We built a setup where a model split into an encoder and a decoder can run each part on a different backend, using our own component protocols. Is mixing Core AI and Core ML within a single inference pass something you would recommend, and what is the realistic cost at the boundary where we convert between MLMultiArray / MLTensor and NDArray? Is there a way to keep the encoder output resident on the GPU or ANE so it does not need a host round trip into the other backend?
Mixing compute between CoreML and CoreAI is definitely possible, some parts can be done without bridging cost, others may require synchronization:
In terms of mixing buffer types, MLMultiArray/MLShapedArray can be bridged without copy by using NDArray.View/RawView types to construct NDArray views from the memory of the MultiArray/ShapedArray . Then those views can be used as inputs to the CoreAI work (or construct mutable views for the outputs).

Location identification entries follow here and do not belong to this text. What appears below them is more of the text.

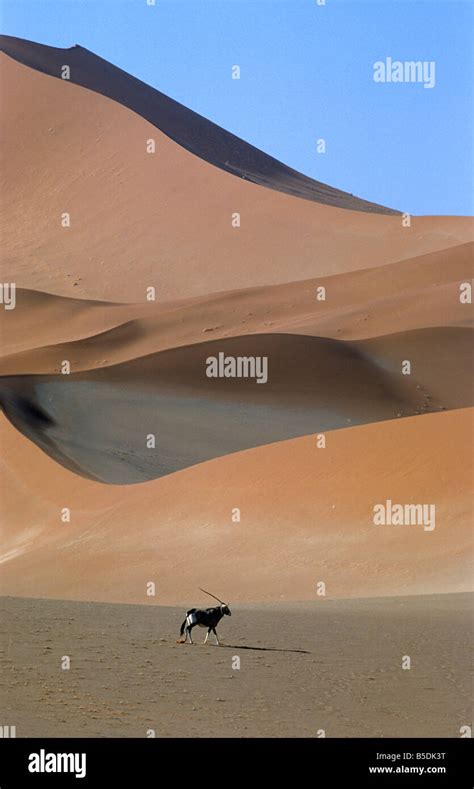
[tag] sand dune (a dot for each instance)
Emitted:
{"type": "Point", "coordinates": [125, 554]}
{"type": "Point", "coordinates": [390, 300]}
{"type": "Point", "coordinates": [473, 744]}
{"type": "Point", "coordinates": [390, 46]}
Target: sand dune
{"type": "Point", "coordinates": [98, 423]}
{"type": "Point", "coordinates": [163, 220]}
{"type": "Point", "coordinates": [423, 292]}
{"type": "Point", "coordinates": [306, 516]}
{"type": "Point", "coordinates": [328, 664]}
{"type": "Point", "coordinates": [190, 130]}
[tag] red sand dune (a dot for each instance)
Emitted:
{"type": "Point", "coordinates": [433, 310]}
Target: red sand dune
{"type": "Point", "coordinates": [306, 516]}
{"type": "Point", "coordinates": [163, 219]}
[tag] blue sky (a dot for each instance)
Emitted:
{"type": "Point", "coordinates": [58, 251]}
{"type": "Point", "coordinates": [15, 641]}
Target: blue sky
{"type": "Point", "coordinates": [306, 74]}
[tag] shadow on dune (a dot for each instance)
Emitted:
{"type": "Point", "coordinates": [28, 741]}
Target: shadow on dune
{"type": "Point", "coordinates": [190, 130]}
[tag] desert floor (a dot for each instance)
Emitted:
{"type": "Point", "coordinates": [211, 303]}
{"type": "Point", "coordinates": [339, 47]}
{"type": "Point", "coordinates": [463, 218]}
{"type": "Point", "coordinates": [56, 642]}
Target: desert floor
{"type": "Point", "coordinates": [304, 667]}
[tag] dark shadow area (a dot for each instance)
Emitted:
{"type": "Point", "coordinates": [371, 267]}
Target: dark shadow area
{"type": "Point", "coordinates": [267, 649]}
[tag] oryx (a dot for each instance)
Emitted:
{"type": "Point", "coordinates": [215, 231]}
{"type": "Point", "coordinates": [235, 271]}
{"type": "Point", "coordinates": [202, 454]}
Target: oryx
{"type": "Point", "coordinates": [207, 617]}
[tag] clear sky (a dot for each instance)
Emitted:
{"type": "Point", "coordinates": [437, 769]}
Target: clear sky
{"type": "Point", "coordinates": [306, 74]}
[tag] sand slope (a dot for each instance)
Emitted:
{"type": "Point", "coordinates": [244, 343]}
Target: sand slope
{"type": "Point", "coordinates": [422, 292]}
{"type": "Point", "coordinates": [305, 516]}
{"type": "Point", "coordinates": [163, 220]}
{"type": "Point", "coordinates": [332, 665]}
{"type": "Point", "coordinates": [190, 130]}
{"type": "Point", "coordinates": [100, 423]}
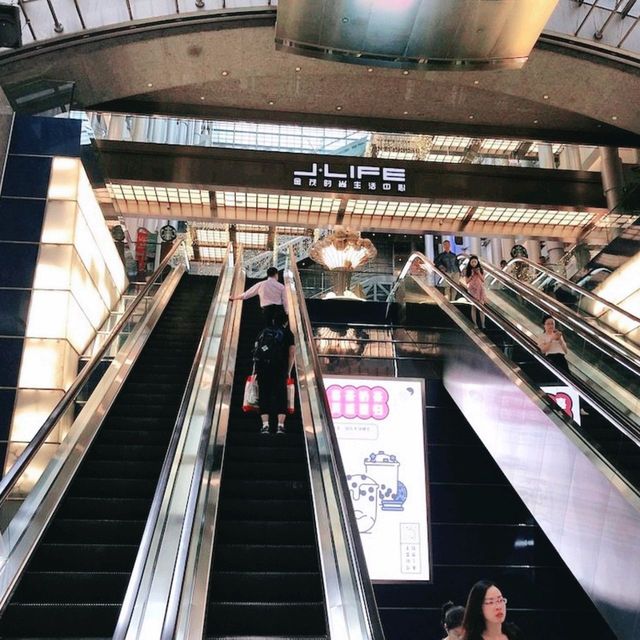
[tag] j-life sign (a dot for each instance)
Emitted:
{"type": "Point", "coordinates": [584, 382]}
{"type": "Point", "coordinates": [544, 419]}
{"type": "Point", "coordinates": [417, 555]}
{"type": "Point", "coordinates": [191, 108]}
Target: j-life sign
{"type": "Point", "coordinates": [353, 177]}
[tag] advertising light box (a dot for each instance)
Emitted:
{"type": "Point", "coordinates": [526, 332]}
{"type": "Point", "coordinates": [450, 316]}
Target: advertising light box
{"type": "Point", "coordinates": [380, 428]}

You can similarly bridge an MLTensor to an NDArray by first bridging MLTensor to an MLShapedArray and then bridge to NDArray as shown.
However for the MLTensor bridging it sounds like you're trying to have an optimized asynchronous pipeline between the CoreML work and CoreAI model such that if both are running on GPU/Neural engine they share the same async flow without synchronizing to CPU in between. We have support for this with separate models/functions running through CoreAI only , however there isn't a way to put both the CoreML and CoreAI inference on the same async pipeline, you'd have to wait on the CPU for the first to complete, then dispatch the second one.